Vous êtes très drôle en fait. En 2012, ils appelaient tous à faire barrage au FN et à Sarkozy, mais ce n’était pas un appel « explicite » à voter Hollande… ? Admettons. Vous ne pensez pas qu’appeler à voter FN ou UMP, par exemple, pourrait leur nuire beaucoup plus ?

Évidemment, mais merde, faut pas déconner !

Jean Roucas l’a fait. Est-ce qu’il est subitement devenu moins drôle pour autant ?

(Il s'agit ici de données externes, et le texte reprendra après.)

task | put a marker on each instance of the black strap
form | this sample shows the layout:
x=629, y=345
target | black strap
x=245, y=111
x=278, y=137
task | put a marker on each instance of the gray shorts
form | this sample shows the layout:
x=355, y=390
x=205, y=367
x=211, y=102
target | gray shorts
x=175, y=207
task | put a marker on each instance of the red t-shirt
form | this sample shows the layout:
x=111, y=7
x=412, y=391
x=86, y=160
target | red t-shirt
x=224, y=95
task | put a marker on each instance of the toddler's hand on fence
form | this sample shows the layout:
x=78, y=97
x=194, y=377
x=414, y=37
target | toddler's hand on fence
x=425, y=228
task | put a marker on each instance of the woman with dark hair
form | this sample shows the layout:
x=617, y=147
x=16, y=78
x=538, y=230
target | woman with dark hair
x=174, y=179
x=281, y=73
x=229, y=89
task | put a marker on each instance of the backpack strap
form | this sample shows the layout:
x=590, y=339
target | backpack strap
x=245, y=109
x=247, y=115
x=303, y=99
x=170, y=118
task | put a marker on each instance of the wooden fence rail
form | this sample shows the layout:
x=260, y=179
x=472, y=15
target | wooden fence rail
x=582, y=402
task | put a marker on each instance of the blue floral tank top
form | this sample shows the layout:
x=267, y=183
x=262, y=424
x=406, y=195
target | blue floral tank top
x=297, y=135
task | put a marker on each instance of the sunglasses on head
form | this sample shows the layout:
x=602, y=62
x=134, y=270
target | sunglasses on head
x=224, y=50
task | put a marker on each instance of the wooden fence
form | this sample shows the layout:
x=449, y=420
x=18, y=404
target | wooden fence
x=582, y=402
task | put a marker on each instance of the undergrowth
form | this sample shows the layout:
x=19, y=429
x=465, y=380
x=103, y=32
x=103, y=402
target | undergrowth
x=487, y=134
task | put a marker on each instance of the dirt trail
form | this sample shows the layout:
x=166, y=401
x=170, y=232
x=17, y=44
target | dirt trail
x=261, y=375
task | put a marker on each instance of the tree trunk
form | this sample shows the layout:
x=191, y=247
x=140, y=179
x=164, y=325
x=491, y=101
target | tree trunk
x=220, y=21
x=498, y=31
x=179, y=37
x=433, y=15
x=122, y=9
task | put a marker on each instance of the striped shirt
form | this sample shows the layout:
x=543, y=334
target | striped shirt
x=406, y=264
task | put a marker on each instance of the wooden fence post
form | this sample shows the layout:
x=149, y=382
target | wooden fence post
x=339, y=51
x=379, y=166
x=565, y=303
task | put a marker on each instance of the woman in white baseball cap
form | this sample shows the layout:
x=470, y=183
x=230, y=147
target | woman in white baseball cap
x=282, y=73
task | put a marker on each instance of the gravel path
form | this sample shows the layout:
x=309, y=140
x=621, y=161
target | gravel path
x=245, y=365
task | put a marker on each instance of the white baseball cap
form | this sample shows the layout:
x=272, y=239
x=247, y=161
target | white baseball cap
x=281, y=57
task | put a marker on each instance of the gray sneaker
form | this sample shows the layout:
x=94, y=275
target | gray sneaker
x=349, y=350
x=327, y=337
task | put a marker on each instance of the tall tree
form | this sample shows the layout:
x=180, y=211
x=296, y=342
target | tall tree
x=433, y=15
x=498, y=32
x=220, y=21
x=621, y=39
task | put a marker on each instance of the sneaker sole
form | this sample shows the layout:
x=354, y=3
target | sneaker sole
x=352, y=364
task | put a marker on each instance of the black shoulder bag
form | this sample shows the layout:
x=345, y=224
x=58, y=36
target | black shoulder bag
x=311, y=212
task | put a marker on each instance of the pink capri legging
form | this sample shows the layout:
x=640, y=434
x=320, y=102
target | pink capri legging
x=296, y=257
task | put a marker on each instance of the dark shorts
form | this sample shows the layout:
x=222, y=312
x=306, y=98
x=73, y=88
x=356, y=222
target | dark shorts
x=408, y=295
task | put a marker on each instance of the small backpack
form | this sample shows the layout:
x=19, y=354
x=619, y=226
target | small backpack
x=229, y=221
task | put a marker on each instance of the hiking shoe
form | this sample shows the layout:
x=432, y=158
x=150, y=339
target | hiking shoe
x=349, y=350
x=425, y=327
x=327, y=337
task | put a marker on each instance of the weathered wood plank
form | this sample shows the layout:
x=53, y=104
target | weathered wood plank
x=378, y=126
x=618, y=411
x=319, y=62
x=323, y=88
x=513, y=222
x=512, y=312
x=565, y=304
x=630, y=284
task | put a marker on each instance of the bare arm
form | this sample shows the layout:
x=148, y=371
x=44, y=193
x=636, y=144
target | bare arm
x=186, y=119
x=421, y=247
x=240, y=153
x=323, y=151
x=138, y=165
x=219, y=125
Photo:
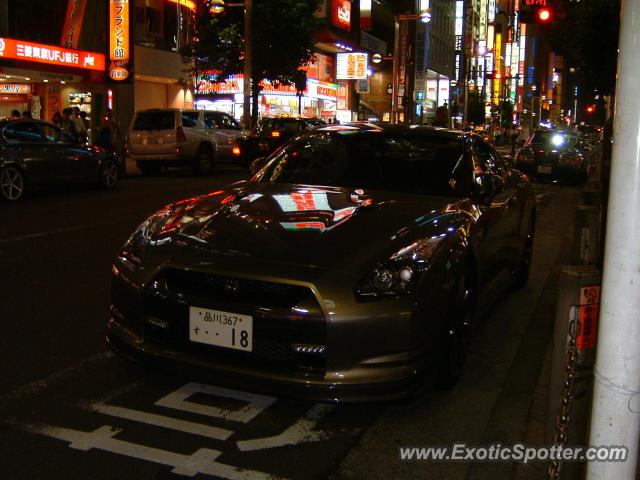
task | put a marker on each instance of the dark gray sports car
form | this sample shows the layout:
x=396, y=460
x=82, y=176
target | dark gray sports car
x=35, y=153
x=353, y=265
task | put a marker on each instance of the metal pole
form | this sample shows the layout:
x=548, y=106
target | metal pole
x=248, y=15
x=396, y=55
x=615, y=418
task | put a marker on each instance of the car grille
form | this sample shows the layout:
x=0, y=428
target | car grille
x=283, y=315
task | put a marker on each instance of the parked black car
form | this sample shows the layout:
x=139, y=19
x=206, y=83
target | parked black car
x=553, y=154
x=269, y=135
x=35, y=153
x=353, y=265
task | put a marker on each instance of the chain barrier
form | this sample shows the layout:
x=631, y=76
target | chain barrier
x=564, y=410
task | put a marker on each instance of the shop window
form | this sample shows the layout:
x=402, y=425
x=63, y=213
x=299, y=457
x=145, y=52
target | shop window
x=23, y=132
x=190, y=119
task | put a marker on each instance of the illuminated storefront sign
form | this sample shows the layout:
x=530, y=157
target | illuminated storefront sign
x=15, y=89
x=210, y=84
x=341, y=14
x=119, y=48
x=119, y=30
x=50, y=54
x=73, y=23
x=191, y=5
x=351, y=66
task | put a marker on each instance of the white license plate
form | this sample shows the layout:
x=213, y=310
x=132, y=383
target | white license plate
x=223, y=329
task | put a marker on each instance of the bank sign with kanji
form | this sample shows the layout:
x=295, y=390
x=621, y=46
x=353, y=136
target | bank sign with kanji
x=119, y=34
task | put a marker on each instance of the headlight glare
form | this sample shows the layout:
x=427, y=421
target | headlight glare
x=400, y=274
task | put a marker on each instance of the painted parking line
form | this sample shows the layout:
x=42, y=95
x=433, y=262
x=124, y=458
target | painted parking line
x=300, y=432
x=202, y=461
x=255, y=403
x=162, y=421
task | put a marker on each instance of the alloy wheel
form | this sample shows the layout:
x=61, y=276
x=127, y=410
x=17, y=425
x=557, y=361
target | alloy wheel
x=109, y=174
x=11, y=183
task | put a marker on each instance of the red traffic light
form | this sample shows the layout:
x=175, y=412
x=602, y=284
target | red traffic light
x=544, y=15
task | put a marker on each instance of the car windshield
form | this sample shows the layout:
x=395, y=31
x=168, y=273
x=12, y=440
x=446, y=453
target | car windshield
x=406, y=162
x=155, y=121
x=550, y=138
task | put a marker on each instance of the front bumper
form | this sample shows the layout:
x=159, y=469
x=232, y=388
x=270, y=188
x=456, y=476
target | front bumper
x=374, y=350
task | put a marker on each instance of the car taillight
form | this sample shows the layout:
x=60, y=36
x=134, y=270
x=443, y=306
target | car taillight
x=180, y=136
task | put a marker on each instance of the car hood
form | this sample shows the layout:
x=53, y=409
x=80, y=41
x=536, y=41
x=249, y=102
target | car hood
x=326, y=227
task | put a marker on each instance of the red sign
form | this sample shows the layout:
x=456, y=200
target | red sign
x=588, y=316
x=73, y=23
x=119, y=30
x=50, y=54
x=341, y=14
x=15, y=88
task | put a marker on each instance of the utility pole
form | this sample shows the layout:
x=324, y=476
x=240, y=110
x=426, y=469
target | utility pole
x=248, y=16
x=615, y=417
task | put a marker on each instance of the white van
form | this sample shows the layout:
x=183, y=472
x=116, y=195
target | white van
x=174, y=137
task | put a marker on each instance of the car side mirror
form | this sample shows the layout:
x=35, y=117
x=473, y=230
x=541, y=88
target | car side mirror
x=509, y=161
x=487, y=186
x=256, y=165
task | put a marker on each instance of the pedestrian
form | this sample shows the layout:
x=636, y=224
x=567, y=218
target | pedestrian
x=66, y=124
x=109, y=135
x=57, y=119
x=87, y=124
x=79, y=126
x=514, y=140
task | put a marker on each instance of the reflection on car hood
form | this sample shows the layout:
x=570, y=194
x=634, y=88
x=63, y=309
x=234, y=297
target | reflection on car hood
x=327, y=227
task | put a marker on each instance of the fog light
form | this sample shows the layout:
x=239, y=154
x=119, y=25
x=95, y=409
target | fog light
x=406, y=274
x=313, y=349
x=383, y=280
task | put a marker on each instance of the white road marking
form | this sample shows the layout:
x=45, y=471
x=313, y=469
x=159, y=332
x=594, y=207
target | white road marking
x=73, y=228
x=162, y=421
x=300, y=432
x=178, y=401
x=202, y=461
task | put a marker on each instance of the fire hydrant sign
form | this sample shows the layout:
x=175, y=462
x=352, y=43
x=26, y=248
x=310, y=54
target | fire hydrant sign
x=588, y=316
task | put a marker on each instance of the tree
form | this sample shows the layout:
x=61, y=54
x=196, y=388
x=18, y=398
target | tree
x=475, y=108
x=282, y=41
x=586, y=35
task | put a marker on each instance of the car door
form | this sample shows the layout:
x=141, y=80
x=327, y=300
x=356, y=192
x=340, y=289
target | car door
x=217, y=127
x=499, y=204
x=74, y=161
x=37, y=156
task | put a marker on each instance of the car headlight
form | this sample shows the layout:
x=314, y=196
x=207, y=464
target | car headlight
x=400, y=274
x=133, y=251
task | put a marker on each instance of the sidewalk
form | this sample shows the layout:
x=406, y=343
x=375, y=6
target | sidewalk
x=501, y=396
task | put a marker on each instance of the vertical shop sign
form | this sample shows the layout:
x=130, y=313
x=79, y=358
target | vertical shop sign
x=73, y=23
x=119, y=48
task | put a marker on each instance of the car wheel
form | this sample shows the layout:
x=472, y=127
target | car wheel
x=12, y=183
x=522, y=274
x=108, y=173
x=203, y=163
x=456, y=336
x=149, y=169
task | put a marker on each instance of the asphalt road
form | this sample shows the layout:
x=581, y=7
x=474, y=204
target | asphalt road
x=69, y=408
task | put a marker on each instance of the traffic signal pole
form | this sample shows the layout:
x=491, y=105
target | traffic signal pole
x=248, y=17
x=615, y=417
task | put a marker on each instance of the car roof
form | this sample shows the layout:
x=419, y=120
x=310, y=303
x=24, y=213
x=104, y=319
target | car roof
x=358, y=127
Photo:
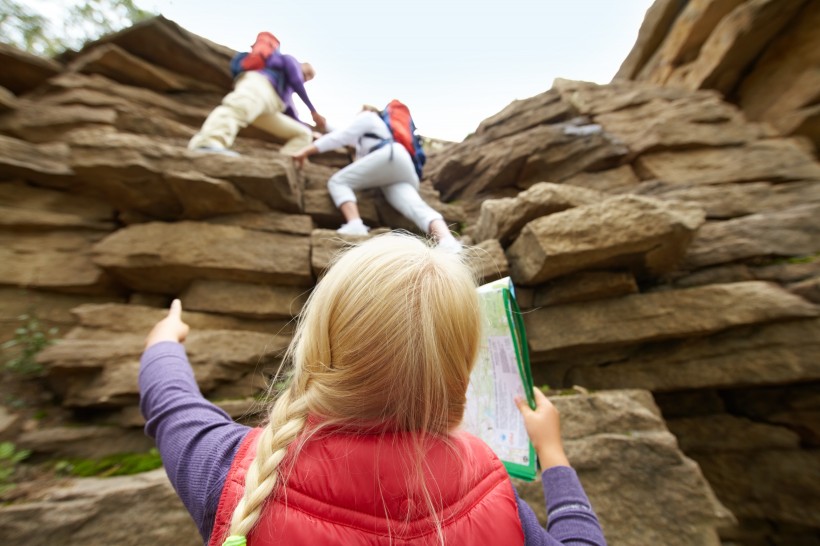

Je crois que sa meilleure blague, tordante, c’est d’avoir appelé à voter FN.

Admettez qu’au moins, c’est à contre-courant…

Je peux vous dire que, sur une radio comme RTL, il était beaucoup plus risqué de se dire simplement de gauche que d’appeler à voter FN ou en tout cas d’exprimer sa sympathie pour le FN.

Allons bon, maintenant vous allez nous expliquer que RTL vous a viré à la suite d’un coup de fil de Marine Le Pen ? À moins que ce ne soit encore Sarkozy ?

Non, il n’y a pas eu de coup de fil, mais à la direction de RTL, certains peuvent faire des hypothèses sur les prochaines présidentielles. Mon papier de juin dernier sur Maud Fontenoy, déléguée à l’environnement des Républicains et très proche amie de Sarkozy, n’a pas dû les enchanter.

La direction parle d’un choix « artistique » consistant à supprimer les chroniques écrites, ponctuelles.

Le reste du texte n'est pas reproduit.